3 – Private key compromise cost Mary, Queen of Scots her head
Link: The Babington Plot
If you wanted to save yourself the cost of a movie ticket and a couple of hours of life you’ll never have back, we recommend our article on the Babington Plot instead of Saoirse Ronan’s overwrought period piece drama from earlier this month. Not only did we take care to actually explain the way that one of history’s first documented man-in-the-middle attacks literally cost Mary Stuart her head, but we also look way better in a powdered wig.
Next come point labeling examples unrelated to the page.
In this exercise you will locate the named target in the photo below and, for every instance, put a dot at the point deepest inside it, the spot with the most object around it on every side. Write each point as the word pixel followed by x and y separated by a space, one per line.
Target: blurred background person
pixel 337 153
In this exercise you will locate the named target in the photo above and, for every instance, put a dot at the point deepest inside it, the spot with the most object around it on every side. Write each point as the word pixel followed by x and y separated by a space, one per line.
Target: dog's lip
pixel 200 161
2 – A rundown of 2018 Cybercrime Statistics
Earlier this year we broke down an expansive research report on the state of cybercrime, specifically the fact that it has evolved into a 1.5 TRILLION dollar industry. And that’s likely a conservative figure. With a range of different actors, sporting disparate capabilities and resources, cybercrime – like any other industry – has its big earners and its low-level grifters. But the biggest trend that’s emerging is the birth of cybercrime platforms, not unlike more traditional internet platforms, that connect suppliers with those in demand. There’s a lot to unravel from the trends and statistics that comprised 2018.
1 – Pro Tip: Don’t look at porn at work
I’m going to level with you – and if you’re a regular reader you already know where this is headed – 90-95% of the time, it’s just me on here writing. Day after day. Week after week. Publishing daily. So sometimes to keep myself sane I’ll indulge myself by writing on a relevant (or semi-relevant) topic purely because it amuses me. Also, because I’m not sure anyone else my office is reading—but mostly for my own amusement. This was, hands down, my favorite piece of writing from 2018. Probably not the best, definitely not the most appropriate—but most enjoyable? Absolutely.
That’s because I still don’t think we’ve fully celebrated just what an ignominious accomplishment this was. This person, an employee at the US Geological Survey, looked at so much porn – at work, too. Like, right at his desk – that the government paid for an investigator to document it in a report that will live on in the public record for as long as the United States is a nation—possibly longer.
That likely makes Professor Pocketpool the most infamous purveyor of pornography… possibly of all-time, as there is now an archived government record that will forever stand testament to just how often this surveyor surveyed human topography instead of whatever he was supposed to be surveying.
This report also included the entirely reasonable, but apparently as-of-yet-unheard-of advice that the US Geological Survey should probably restrict access to porn sites moving forward.
You literally can’t make this kind of stuff up.
From all of us at The SSL Store, we’d like to wish you a very happy New Year and a productive, fulfilling 2019. Thanks for reading. We’ll catch up with you next year.